使い込んだ経験/実績の無いリグ、アンテナ、チューナーの組み合わせでは、不測の事態に見舞われて泣く事を今回充分に思い知らされましたので、反省を含めて今後の対応に活かさなくてはなりません。

また、情報によると、我々が宿泊して居る二見港近くは山で囲まれているが故に、島内では最もQRV条件が悪い地域である事も判明しまして、QSOが困難だったのも道理ではありました。

周辺海上クルーズ・ツアー
【6月11日】 早いもので父島最後の日とはなりまして、港に停泊し待っている” おがさわら丸”に再び乗船して午後2時に出港し帰路に着かなくてはなりませんが、その前に、午前8時半出発で予約してあった父島周辺を船で4時間かけて巡るクルーズ・ツアーに出発です。

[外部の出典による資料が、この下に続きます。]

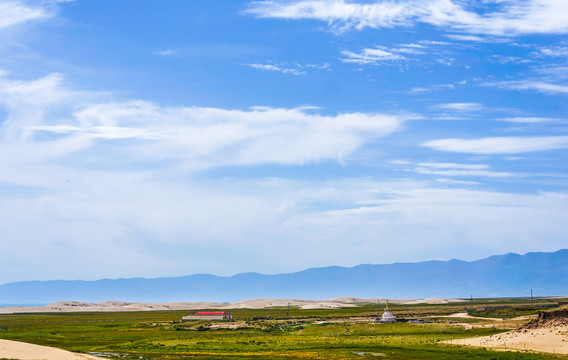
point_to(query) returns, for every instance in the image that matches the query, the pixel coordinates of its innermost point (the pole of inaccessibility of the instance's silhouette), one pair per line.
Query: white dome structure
(387, 315)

波が高く霧が海面近くまで降りていて視界があまり利かない天候と共に波も高いのでクルーズ・ボートはかなり揺れまして、シッカリと掴まっていないと海に投げ出されそうな航行でしたが、隣接する無人島にして自然が残る”南島”へ到着・上陸して、眠りザメの魚影やら水なぎ鳥の巣穴、前夜に海ガメが産卵の為に何匹も上陸した痕とか、陸ヤドカリ等を見てから、再び乗船しイルカとの遭遇を期待しつつ父島への帰路に着きましたが、天候条件が悪いため残念ながらイルカを見かける事は適いませんでしたが、船を泊めて多くの南海の魚達に接する事もでき、満足のいくクルーズ・ツアーではありました。

帰路も25.5時間
父島へ帰り着くと間もなく午後2時の”おがさわら丸”の出港時間とはなるので、昼食もそこそこに荷物を纏め”おがさわら丸”が停船している二見港の待合室に集合し、25時間大海原だけが続く、遥か1,000Km彼方の東京へ向けて再び船上の人となったのではありました。



JD1移動運用参加局と氏名 (民宿ささもと・S) JA1KHV 松井 淳、JA1STY 鈴木 清、JE1PWF 小沢利幸、JP1RPQ 菊間敏文、 (グリーンヴィラ・G) JR1WUZ 上遠野準之助、JA0DVE 平野正紀、JA8ALT 中村公隆、 以上7局

文中の小見出しは編集部でつけました。